Forensic discrimination of fiber microspectrophotometry data by resampling and repeating two-sample hypothesis testing

Abstract

Textile fibers are important forensic trace evidence in criminal investigations. Colored textile fibers are often analyzed using non-destructive microspectrophotometry. However, when the spectra of questioned and known samples are very similar, it is difficult to compare the spectra visually. Chemometric methods, such as principal component analysis and agglomerative hierarchical clustering, have been applied to microspectrophotometry data. In this study, we used two-sample hypothesis testing as a chemometric approach for discrimination of fiber samples without reducing or eliminating the dimensionality of the data. Cotton fibers dyed with vat dyes were analyzed by microspectrophotometry. We examined suitable data types and statistical methods for test fiber samples by resampling and repeating hypothesis testing.
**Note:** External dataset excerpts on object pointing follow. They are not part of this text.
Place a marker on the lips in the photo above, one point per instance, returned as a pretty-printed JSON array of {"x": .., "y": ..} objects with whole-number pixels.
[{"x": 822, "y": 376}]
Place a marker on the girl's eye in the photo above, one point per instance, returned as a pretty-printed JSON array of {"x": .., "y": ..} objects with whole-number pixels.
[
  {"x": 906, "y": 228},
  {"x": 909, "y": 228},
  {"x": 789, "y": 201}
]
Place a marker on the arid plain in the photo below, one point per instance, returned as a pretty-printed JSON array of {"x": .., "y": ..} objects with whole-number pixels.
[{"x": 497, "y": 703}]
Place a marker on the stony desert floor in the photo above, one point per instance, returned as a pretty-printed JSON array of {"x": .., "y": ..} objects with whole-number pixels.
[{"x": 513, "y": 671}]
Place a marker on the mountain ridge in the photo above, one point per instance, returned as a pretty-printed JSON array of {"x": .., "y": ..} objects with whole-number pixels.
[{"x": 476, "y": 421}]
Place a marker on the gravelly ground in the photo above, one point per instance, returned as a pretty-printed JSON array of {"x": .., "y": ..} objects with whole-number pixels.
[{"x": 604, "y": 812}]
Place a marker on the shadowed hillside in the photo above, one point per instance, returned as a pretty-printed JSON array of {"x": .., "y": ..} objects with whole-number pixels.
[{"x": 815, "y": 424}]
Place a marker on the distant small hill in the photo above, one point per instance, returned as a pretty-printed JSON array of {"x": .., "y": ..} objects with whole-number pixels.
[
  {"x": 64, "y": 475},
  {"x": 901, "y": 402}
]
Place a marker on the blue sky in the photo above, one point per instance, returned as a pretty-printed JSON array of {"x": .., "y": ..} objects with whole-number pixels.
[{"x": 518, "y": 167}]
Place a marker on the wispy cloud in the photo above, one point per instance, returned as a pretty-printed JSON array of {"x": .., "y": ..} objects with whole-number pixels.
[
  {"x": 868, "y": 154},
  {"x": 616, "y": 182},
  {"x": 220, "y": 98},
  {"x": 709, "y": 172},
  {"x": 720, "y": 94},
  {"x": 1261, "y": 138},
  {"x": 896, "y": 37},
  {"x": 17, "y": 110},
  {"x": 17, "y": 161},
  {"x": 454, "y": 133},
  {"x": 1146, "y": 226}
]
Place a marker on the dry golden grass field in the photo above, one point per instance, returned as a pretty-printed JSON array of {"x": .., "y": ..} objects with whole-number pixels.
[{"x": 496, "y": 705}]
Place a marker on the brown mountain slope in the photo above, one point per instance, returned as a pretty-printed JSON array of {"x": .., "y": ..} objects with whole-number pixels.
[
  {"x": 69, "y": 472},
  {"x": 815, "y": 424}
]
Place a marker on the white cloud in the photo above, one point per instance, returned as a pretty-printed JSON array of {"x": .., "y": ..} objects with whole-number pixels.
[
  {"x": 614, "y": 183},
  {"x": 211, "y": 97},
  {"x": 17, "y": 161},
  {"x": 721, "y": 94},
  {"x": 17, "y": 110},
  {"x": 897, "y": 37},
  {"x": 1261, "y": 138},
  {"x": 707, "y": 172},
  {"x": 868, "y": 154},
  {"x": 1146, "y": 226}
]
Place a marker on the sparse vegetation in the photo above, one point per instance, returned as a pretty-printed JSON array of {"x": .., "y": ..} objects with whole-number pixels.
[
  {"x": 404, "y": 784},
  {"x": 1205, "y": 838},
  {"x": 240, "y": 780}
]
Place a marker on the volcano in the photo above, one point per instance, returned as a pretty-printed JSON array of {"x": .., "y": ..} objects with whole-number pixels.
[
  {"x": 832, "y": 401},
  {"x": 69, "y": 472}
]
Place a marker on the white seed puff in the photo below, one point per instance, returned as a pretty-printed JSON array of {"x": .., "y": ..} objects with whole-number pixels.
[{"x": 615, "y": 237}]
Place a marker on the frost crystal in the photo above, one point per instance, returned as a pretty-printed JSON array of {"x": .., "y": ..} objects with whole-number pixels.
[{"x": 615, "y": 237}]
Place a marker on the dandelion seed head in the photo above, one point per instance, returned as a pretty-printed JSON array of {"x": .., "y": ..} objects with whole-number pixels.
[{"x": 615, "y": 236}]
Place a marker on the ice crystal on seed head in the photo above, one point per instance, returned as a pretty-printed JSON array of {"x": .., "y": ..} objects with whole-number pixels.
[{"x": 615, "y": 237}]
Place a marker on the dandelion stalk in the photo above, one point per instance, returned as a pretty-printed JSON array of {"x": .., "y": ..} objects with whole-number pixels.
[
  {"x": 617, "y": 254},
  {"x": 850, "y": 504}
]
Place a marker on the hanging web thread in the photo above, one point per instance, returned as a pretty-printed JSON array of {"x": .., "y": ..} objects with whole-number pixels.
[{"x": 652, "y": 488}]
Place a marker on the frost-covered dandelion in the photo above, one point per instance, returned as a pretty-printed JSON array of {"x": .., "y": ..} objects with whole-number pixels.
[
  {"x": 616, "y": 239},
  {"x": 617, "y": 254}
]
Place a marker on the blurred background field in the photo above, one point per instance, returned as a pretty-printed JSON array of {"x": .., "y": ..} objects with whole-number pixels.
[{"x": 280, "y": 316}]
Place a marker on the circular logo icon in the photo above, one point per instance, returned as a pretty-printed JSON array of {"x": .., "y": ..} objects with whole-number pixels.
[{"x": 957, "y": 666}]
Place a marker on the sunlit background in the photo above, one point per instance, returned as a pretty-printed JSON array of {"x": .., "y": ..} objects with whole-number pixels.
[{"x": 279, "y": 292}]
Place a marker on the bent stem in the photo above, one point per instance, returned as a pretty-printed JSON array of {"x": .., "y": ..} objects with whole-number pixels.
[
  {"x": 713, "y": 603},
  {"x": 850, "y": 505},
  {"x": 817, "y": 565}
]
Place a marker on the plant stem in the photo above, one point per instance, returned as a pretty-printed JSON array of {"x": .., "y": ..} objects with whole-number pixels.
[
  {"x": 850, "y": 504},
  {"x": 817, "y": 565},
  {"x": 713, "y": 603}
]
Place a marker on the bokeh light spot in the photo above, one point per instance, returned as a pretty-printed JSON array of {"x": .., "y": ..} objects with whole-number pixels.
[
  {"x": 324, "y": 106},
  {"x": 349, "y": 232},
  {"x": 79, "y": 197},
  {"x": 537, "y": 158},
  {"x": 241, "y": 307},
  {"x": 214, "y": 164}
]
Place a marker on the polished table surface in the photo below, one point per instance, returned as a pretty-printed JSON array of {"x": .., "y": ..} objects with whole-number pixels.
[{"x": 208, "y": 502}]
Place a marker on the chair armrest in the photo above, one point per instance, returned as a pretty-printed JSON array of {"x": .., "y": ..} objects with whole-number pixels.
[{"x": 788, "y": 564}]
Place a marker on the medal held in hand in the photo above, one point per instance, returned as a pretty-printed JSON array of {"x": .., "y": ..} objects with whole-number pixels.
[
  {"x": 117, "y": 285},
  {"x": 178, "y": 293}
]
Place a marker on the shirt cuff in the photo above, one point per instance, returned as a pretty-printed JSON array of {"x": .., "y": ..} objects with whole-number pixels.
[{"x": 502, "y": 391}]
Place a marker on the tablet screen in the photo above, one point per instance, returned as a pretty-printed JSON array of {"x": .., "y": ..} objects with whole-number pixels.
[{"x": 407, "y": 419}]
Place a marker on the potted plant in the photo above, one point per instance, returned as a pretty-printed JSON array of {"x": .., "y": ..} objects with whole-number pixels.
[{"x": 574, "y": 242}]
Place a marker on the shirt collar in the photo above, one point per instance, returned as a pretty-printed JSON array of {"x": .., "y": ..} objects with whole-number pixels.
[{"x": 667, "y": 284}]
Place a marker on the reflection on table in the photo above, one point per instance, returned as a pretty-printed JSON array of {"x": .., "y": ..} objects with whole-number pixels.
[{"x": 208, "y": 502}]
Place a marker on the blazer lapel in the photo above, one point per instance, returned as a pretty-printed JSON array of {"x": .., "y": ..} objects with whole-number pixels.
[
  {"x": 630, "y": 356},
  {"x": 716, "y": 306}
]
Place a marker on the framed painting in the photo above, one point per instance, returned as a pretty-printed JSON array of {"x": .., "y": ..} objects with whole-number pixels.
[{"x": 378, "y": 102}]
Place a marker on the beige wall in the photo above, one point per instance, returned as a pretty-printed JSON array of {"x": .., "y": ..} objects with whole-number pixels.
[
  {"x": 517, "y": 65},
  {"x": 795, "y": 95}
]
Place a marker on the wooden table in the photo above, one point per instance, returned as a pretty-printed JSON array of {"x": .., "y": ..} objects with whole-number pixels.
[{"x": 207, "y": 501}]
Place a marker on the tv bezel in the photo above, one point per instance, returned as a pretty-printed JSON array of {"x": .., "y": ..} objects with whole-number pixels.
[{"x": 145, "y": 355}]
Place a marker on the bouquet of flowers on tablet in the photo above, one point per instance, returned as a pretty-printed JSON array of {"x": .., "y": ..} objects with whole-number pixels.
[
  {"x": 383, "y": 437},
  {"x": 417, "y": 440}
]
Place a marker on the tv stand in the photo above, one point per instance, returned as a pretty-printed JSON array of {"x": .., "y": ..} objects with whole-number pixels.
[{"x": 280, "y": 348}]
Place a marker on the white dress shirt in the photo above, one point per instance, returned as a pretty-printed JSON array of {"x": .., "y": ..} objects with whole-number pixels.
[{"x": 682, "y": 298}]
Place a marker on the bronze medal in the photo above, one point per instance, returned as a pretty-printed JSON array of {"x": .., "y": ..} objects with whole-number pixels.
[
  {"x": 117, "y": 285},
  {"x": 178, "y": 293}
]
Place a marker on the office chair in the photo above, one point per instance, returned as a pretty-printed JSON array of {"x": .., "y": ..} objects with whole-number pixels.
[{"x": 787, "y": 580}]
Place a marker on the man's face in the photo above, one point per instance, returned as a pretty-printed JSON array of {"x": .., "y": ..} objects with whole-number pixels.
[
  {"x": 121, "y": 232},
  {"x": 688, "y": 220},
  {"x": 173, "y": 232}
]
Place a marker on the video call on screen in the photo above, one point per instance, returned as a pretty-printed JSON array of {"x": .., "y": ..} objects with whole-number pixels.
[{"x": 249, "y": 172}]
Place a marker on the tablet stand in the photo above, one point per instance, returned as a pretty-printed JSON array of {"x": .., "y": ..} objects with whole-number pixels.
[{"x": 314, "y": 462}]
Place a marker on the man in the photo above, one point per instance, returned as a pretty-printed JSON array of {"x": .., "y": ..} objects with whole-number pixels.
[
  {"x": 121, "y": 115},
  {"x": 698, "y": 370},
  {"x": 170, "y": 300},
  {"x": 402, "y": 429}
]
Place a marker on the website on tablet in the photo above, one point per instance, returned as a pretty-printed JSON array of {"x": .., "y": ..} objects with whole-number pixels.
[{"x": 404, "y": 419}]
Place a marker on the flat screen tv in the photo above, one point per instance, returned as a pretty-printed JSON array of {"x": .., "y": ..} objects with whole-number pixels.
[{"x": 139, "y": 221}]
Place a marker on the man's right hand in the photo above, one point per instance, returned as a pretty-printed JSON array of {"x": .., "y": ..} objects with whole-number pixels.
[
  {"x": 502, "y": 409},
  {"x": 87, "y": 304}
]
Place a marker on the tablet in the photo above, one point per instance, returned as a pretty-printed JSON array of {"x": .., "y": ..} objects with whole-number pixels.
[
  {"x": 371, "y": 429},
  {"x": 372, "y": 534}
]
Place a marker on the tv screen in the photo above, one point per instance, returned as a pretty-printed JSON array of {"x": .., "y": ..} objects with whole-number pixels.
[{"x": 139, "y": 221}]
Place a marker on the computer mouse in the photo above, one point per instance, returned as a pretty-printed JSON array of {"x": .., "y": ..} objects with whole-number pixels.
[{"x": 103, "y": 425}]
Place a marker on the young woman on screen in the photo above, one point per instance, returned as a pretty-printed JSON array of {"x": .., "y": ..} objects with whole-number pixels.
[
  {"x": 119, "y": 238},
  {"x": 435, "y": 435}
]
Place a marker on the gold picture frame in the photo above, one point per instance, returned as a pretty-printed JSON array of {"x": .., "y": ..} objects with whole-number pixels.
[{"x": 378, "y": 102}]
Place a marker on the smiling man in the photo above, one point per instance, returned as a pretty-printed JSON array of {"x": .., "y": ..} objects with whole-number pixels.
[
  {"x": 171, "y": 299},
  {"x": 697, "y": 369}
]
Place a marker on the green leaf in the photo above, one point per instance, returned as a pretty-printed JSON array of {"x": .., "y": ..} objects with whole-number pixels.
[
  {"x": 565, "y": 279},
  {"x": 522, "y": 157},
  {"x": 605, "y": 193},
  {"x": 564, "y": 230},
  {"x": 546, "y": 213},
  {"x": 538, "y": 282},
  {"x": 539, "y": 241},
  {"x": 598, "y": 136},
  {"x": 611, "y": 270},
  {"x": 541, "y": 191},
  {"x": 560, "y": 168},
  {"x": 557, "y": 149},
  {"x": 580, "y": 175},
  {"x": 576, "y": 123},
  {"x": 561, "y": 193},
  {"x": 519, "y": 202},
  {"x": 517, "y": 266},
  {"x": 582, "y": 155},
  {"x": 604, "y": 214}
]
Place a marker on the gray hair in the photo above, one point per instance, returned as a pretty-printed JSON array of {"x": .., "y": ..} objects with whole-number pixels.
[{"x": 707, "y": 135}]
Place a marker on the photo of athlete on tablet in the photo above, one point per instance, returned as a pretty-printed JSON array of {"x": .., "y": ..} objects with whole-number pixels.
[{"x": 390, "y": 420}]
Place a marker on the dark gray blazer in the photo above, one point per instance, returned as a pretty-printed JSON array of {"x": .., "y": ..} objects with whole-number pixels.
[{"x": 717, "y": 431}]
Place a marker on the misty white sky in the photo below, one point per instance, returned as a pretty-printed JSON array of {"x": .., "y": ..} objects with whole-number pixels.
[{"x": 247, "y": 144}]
A combination of spectral data type and statistical method was identified that provided a good balance of type I (false exclusion) and type II (false inclusion) error rates in two-sample hypothesis testing of the fibers.The main advantage of our chemometric approach is that an appropriate method for samples can be selected by using the type I and II error rates. Furthermore, our method can use all the measured data for the calculation without reducing or eliminating the dimensionality of the data, so it is not necessary to reduce variables or smooth the spectrum. This statistical method also requires no training set. Therefore, two-sample hypothesis testing could be applied to fibers of different types, colors, or materials from those used in this study. Resampling and repeating two-sample hypothesis testing technique is promising as a new chemometric approach for comparing microspectrophotometry spectra.